Ecco perché quest’anno, nella mia lettera hai Re Magi, mi sono chiesto: la fede del ragazzo con l’ombrello perché, nonostante e qualunque cosa accada, non dimentichi chi sono e dove sono sto andando. Vivere con la semplicità di un bambino e lasciarmi avvolgere dallo stupore all’alba di ogni giorno. La mia cara Marta, nonostante la malattia, vive così ogni giorno, con la forte fiducia che tutto va per il meglio, anche se non riusciamo a capirlo.

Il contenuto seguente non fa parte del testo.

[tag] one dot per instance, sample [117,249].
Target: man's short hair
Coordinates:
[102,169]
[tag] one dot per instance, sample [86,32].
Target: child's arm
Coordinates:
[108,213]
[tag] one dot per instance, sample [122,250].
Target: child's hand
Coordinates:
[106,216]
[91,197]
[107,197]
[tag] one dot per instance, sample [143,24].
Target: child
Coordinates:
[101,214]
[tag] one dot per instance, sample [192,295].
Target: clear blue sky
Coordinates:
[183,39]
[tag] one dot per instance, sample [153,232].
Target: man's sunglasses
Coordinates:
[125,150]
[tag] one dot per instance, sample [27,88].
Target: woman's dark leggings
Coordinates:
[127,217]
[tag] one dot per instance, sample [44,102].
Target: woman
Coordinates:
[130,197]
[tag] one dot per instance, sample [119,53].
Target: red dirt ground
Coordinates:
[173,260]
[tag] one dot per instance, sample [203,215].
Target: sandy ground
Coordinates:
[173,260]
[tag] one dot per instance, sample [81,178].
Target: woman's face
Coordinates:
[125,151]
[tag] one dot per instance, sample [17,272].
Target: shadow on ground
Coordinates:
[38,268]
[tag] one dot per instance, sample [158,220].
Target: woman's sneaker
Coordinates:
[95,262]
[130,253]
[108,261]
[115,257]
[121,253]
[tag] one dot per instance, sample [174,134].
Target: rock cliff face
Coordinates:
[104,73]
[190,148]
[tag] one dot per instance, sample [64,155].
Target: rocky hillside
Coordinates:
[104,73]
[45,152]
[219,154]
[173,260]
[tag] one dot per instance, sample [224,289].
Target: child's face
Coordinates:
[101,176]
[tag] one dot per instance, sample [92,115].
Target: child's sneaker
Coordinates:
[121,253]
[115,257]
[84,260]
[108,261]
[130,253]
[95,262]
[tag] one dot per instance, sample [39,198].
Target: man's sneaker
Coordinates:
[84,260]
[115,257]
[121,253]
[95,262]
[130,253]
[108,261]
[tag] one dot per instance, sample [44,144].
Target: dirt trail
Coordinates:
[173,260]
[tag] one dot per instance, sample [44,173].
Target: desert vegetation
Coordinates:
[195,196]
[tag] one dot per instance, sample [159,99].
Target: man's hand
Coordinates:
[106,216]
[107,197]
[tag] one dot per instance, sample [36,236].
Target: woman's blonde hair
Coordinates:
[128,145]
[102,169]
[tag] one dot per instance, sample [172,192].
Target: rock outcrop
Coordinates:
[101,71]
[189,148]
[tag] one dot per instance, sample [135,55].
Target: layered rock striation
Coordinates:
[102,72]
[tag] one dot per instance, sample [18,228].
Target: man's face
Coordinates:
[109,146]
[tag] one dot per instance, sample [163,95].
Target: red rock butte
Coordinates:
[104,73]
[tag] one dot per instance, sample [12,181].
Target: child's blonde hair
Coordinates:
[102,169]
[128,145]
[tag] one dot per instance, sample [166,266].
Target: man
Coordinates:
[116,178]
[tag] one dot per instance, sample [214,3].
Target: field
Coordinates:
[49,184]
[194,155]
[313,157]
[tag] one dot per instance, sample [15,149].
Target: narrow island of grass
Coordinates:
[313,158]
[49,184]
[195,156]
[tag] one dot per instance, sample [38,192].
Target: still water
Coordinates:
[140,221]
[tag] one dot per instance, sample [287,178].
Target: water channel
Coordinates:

Mi sono chiesta anche una grande dose di gioia. Di quelli che non dipendono dal fatto che le cose vadano meglio o peggio. Ciò che nasce dal profondo della persona per sapere che qualunque cosa accada, Dio è sempre lì. Se ci credi con la sicurezza del ragazzo con l’ombrello, non è forse vero che significa essere felici? La vita è un dono prezioso, ma che non toglie la durezza di essere vissuta. La fede non è una pozione magica che ti circonda di idealismo od ottimismo “sciocco” o irrealistico. Non ti tiene fuori dal dolore e dalla sofferenza, ma ti apre alla speranza nel futuro, che diventa una roccia su cui fondare la tua vita e resistere agli attacchi del mondo.
E infine, ai miei cari Melchiorre, Gaspare e Baltasar, vi ho chiesto di aiutarmi a poter ricominciare ogni giorno. Non vivere rassegnato, né letargico, né con lo sguardo fisso sull’ombelico. Che io sia un po’ come la mia amica Marta, D. Ignacio e tanti altri che con il loro esempio mi aiutano a ricalcolare il percorso.
Poiché i Re sono saggi, sono sicuro che sapranno di cosa ho bisogno per raggiungere questo scopo. Quindi lo lascio a loro.
Spero e mi auguro che quest’anno i Re abbiano portato a te che mi leggi e a me, molte di quelle cose che, come dice il mio amico Iñigo, non pesano, ma lasciano enormi residui.